關閉交換區,消除交換內存到虛擬內存時對性能的擾動。

echo 0 | sudo tee /proc/sys/vm/swappiness
  • Compaction相關

當使用聚合表或更新模型,導入數據比較快的時候,可在配置文件 be.conf 中修改下列參數以加速compaction。

cumulative_compaction_num_threads_per_disk = 4
base_compaction_num_threads_per_disk = 2
cumulative_compaction_check_interval_seconds = 2
  • 並行度

在客戶端執行命令,修改StarRocks的並行度(類似clickhouse set max_threads= 8)。並行度可以設置為當前機器CPU核數的一半。

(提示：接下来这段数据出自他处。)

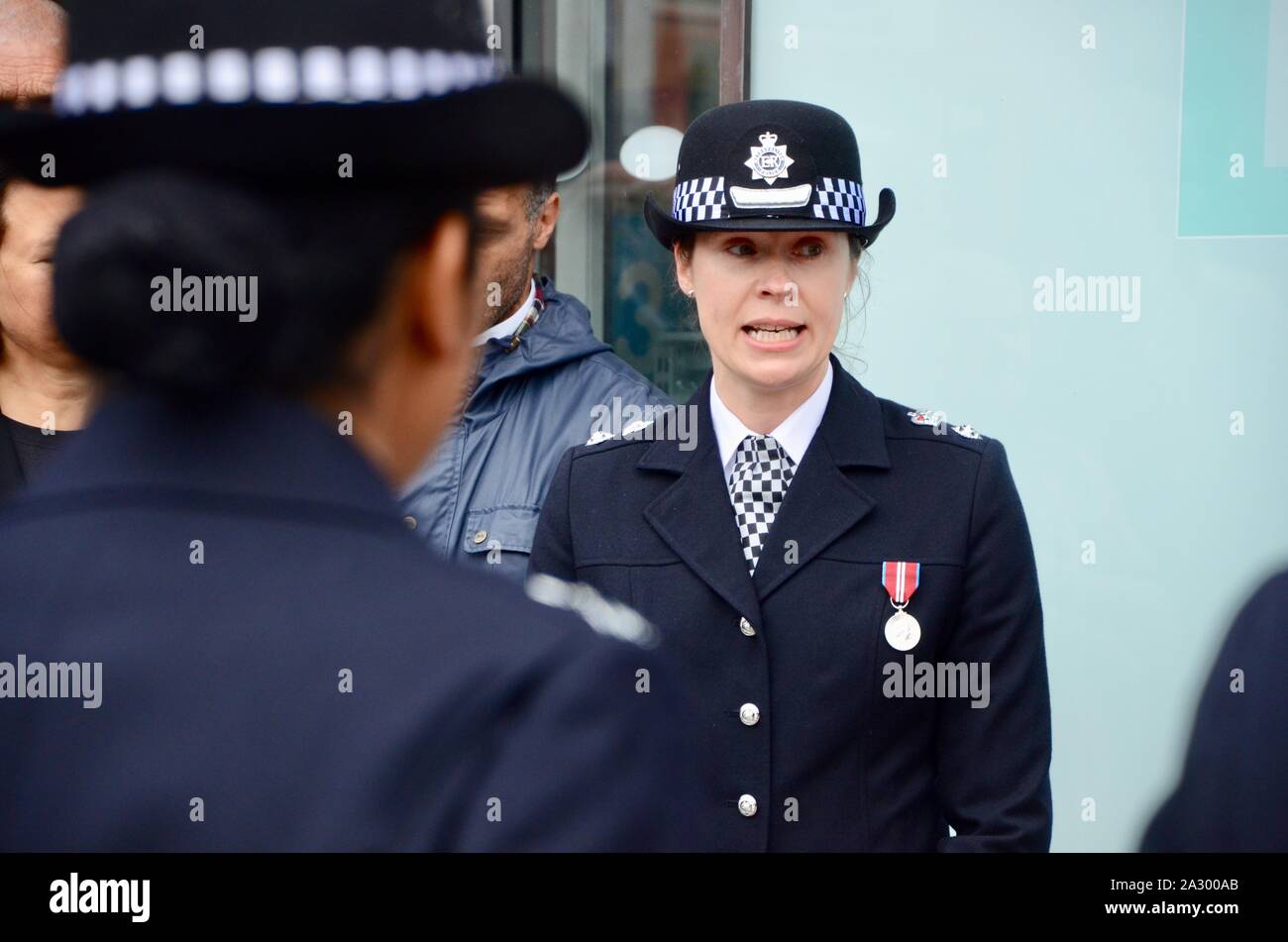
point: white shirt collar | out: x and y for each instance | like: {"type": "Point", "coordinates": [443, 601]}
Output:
{"type": "Point", "coordinates": [794, 433]}
{"type": "Point", "coordinates": [511, 323]}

set global parallel_fragment_exec_instance_num =  8;

使用MySQL客戶端訪問StarRocks

Root用戶登錄

使用MySQL客戶端連接某一個FE實例的query_port(9030), StarRocks內置root用戶,密碼默認為空:

mysql -h fe_host -P9030 -u root

清理環境:

mysql > drop database if exists example_db;

mysql > drop user test;

創建新用戶

通過下面的命令創建一個普通用戶:

mysql > create user 'test_xxx' identified by 'xxx123456';

創建數據庫

StarRocks中root賬戶才有權建立數據庫,使用root用戶登錄,建立example_db數據庫:

mysql > create database test_xxx_db;

數據庫創建完成之后,可以通過show databases查看數據庫信息:

MySQL [(none)]> show databases;
+--------------------+
| Database           |
+--------------------+
| _statistics_       |
| information_schema |
| test_xxx_db        |
+--------------------+
3 rows in set (0.00 sec)

information_schema是為了兼容mysql協議而存在,實際中信息可能不是很准確,所以關於具體數據庫的信息建議通過直接查詢相應數據庫而獲得。

賬戶授權

example_db創建完成之后,可以通過root賬戶example_db讀寫權限授權給test賬戶,授權之后采用test賬戶登錄就可以操作example_db數據庫了:

mysql > grant all on test_xxx_db to test_xxx;

退出root賬戶,使用test登錄StarRocks集群:

mysql > exit

mysql -h 127.0.0.1 -P9030 -utest_xxx -pxxx123456

建表

StarRocks支持支持單分區和復合分區兩種建表方式。

在復合分區中:

  • 第一級稱為Partition,即分區。用戶可以指定某一維度列作為分區列(當前只支持整型和時間類型的列),並指定每個分區的取值范圍。
  • 第二級稱為Distribution,即分桶。用戶可以指定某幾個維度列(或不指定,即所有KEY列)以及桶數對數據進行HASH分布。

以下場景推薦使用復合分區:

  • 有時間維度或類似帶有有序值的維度:可以以這類維度列作為分區列。分區粒度可以根據導入頻次、分區數據量等進行評估。
  • 歷史數據刪除需求:如有刪除歷史數據的需求(比如僅保留最近N 天的數據)。使用復合分區,可以通過刪除歷史分區來達到目的。也可以通過在指定分區內發送DELETE語句進行數據刪除。
  • 解決數據傾斜問題:每個分區可以單獨指定分桶數量。如按天分區,當每天的數據量差異很大時,可以通過指定分區的分桶數,合理划分不同分區的數據,分桶列建議選擇區分度大的列。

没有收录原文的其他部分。